Unable to share login state across multiple crawler #449

tanwar4 · 2025-01-13T19:37:49Z

I am running into a weird issue where I tried transferring the login state by sharing the user data. I shared the user data by first performing the login using on_browser_created hook and sharing the state with another AsyncWebCrawler. However, I still have to perform the login for the second AsyncWebCrawler. Here's my code.

         async def on_browser_created_hook(cls, browser):
              logger.info("[HOOK] on_browser_created")
              context = browser.contexts[0]
              page = await context.new_page()
      
              # Navigate to login page
              print("Please log in manually in the browser.")
      
              await page.wait_for_load_state("networkidle")
      
              # Export the storage state after manual login
              await context.storage_state(path="my_storage_state.json")

              await page.close()
              
        # First run: perform login and store state
        async with AsyncWebCrawler(
            headless=False,
            verbose=True,
            hooks={"on_browser_created": cls.on_browser_created_hook},
            use_persistent_context=True,
            user_data_dir="./my_user_data",
        ) as crawler:
            result = await crawler.arun(
                url=auth_url,
                cache_mode=CacheMode.BYPASS,
            )
            if result.success:
                print("SSO login success", result.success)

        async with AsyncWebCrawler(
            verbose=True,
            headless=True,
            use_persistent_context=True,
            text_only=True,
            light_mode=True,
            user_data_dir="./my_user_data",
            storage_state="my_storage_state.json",
        ) as crawler:
            scraper = Scraper(
                crawler=crawler,
                kwargs=kwargs,
                urls=urls,
                workers=workers,
                limit=page_limit,
                max_depth=depth,
            )
            await scraper.run()

            logger.info(f"Crawled {len(scraper.results)} pages across all websites:")

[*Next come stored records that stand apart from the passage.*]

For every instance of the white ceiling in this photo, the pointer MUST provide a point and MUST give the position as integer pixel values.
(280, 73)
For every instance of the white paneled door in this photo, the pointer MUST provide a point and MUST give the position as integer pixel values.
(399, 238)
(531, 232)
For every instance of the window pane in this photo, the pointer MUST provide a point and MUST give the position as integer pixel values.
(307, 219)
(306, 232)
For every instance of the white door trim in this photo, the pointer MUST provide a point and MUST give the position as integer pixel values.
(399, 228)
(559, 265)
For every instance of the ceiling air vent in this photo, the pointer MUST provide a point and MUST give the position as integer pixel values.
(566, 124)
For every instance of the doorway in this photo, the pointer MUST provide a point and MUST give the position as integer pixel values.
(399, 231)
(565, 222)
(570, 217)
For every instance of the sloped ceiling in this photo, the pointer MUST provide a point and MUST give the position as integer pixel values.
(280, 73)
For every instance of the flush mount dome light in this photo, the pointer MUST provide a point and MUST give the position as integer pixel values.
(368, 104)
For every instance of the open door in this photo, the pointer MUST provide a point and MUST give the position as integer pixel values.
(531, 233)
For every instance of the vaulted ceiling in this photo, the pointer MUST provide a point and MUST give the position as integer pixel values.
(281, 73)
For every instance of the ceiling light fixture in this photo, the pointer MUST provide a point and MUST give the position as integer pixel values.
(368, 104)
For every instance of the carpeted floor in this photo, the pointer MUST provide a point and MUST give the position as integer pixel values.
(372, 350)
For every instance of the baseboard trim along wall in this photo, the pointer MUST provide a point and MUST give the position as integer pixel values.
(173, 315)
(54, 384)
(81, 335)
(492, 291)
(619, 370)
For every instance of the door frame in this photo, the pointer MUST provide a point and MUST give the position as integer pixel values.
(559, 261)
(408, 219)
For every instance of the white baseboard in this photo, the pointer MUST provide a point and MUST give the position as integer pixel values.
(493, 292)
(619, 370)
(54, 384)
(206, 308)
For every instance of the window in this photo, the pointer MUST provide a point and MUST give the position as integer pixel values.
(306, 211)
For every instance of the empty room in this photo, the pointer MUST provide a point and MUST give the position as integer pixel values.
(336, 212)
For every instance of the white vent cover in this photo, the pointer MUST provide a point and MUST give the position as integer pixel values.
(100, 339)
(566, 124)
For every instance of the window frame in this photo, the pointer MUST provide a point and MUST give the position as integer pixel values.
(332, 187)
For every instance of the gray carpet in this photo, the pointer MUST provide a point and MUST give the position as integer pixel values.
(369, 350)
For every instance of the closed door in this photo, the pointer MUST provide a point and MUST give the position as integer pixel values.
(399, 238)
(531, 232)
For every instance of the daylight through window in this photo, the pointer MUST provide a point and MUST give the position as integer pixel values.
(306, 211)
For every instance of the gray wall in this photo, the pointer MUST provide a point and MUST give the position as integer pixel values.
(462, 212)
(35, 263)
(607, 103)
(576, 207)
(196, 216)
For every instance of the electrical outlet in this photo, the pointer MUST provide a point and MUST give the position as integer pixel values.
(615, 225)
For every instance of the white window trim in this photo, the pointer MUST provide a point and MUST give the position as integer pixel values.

When I try the same thing using playwright I am able to share the user data without having to login again.
Here's the playwright code


def authenticate_and_save_state():
    with sync_playwright() as p:
        browser = p.chromium.launch(headless=False)  # Open headed browser for SSO
        context = browser.new_context()

        page = context.new_page()
        page.goto('https:/auth-url.com/')  

        # Perform SSO login manually or automatically
        input("Please complete the SSO login in the browser and press Enter here...")

        # Save the session state (cookies, local storage, etc.)
        context.storage_state(path='auth_state.json')
        browser.close()

        print("Authentication state saved to auth_state.json")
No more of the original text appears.